Kate’s FINAL Friday food review: Golda — ‘I couldn’t fault anything’
162 Commercial Rd, Prahran
Could there be a better combination than the mix of Middle Eastern and Mediterranean flavours in Israeli cuisine?
After a refresh during lockdown, Golda is back with a beautiful airy space, and plenty of protected outdoor dining to bring in the very-ready diners in the COVID normal age.
We’ve seen Israeli street food done well at CBD spot Miznon, the hummus plate perfected at South Melbourne’s Left Handed Chef, but at Golda, things are stepped up a notch.
From the on point service, to superb cocktail list, it’s clear from the outset we really are back and dining out in Melbourne, and about to be spoiled with something special.
It’s a set menu affair at Golda, which is fine by me. Chef Rotem Papo will start you off with “Salatim” or salads, an assortment of ultra-tasty small, fresh dishes.
Of course there is hummus. House-made with a well filled with crushed chickpeas in paprika oil in the centre. That can be slapped on the stupendous Laffa bread. It’s a generous serve of this unusual Iraqi flatbread. The dough is rested for 24 hours, then cooked on an upside down wok over open flame, and the result is a soft, pillowy, charred piece of heaven.
There’s a small bowl of heirloom cherry tomatoes with celery, green chilli and pistachio, bursting with freshness. Bright red marinated bullhorn peppers sit in gloriously light whipped Bulgarian feta, with slices of pickled garlic. And you can pick at a vibrant bowl of Grandma Rosa’s Pickles.
But the showstopper from these starters is Chef Papo’s double fried cauliflower. Modelled on the famous twice or thrice cooked chip, the florets are brined, and then dusted with flour and fried firstly at 150 degrees. Once you order them, they’re fried again at 190 degrees, then served on Tahini and garnished with tart sumac onion. The result is crisp on the outside, but perfectly fluffy within, and seriously moreish.
Next, you’ll choose two dishes from the wood-fired grill. We couldn’t go past the Lakes Entrance Calamari. The calamari itself has been been marinated in milk, garlic and thyme, then grilled in the Josper oven giving it a touch of smoke. Alongside there’s marinated, grilled zucchini, and bright purple Congo potatoes dusted with ras-el-hanout spices. In the Jewish Yemenite tradition, truss tomatoes are grated over the top of the dish, adding a little acidity, then some green chilli garnish for good measure. Somehow this subtle dish still packs a punch – it’s a terrific balance of flavours.

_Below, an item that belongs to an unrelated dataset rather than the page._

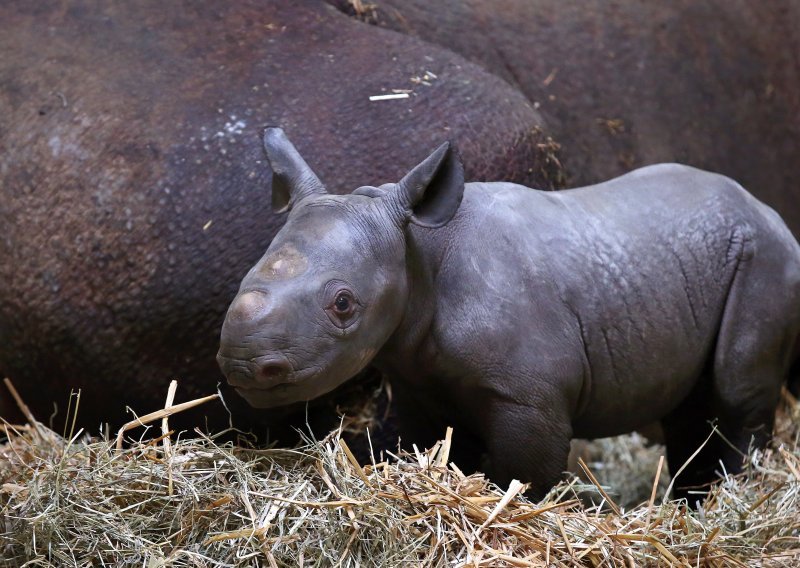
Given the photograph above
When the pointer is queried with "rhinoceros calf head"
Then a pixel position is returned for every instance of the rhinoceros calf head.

Lamb kebab sounded pretty standard for an Israeli restaurant, this dish was anything but. Quality lamb shoulder is minced and skewered and then gets the magic treatment that is that Josper oven. It’s served on a green tahini – the traditional version mixed with garlic, lemon juice, herbs, and iced water. Next, a dollop of cooked cracked freekeh mixed with preserved lemon and herbs. Then atop the meat, Vine Leaf Zhug – a pesto like paste of vine leaves, herbs, garlic, lemon zest and green chilli. Honestly, I didn’t want to lose the taste of this dish. Just-cooked, smoky lamb, then that multitude of flavours in the accompaniments. It was a pearler.
You’ll also get to choose two sides and can’t go wrong here. I recommend the Lebanese Fattoush salad, made unique here with smoked tomatoes; and the Smoked Eggplant, grilled in the Josper, peeled and served with hearty green lentils, spring onion and capsicum “matboucha”.
We just made it through to dessert, but thankfully it was surprisingly light, Golda’s take on an Israeli fruit salad – yoghurt pannacotta with seasonal fruit and a fabulously zinging limonata granita.
I couldn’t fault anything here, and that went for the drinks list too. Playful, creative but still wonderfully balanced – the Bazooka Joe a highlight, based on a lolly from Papo’s youth, combining Bombay Sapphire Gin and Cointreau with tart Rhubarb liqueur, pomelo and a pomegranate float.
These were refined dishes, yet still a hearty feed, healthy, yet certainly indulgent – and in all a generous spread at $65 per person. If you haven’t tried Israeli food before, Golda is sure to convince you that we really should be seeing more of it here in multicultural Melbourne.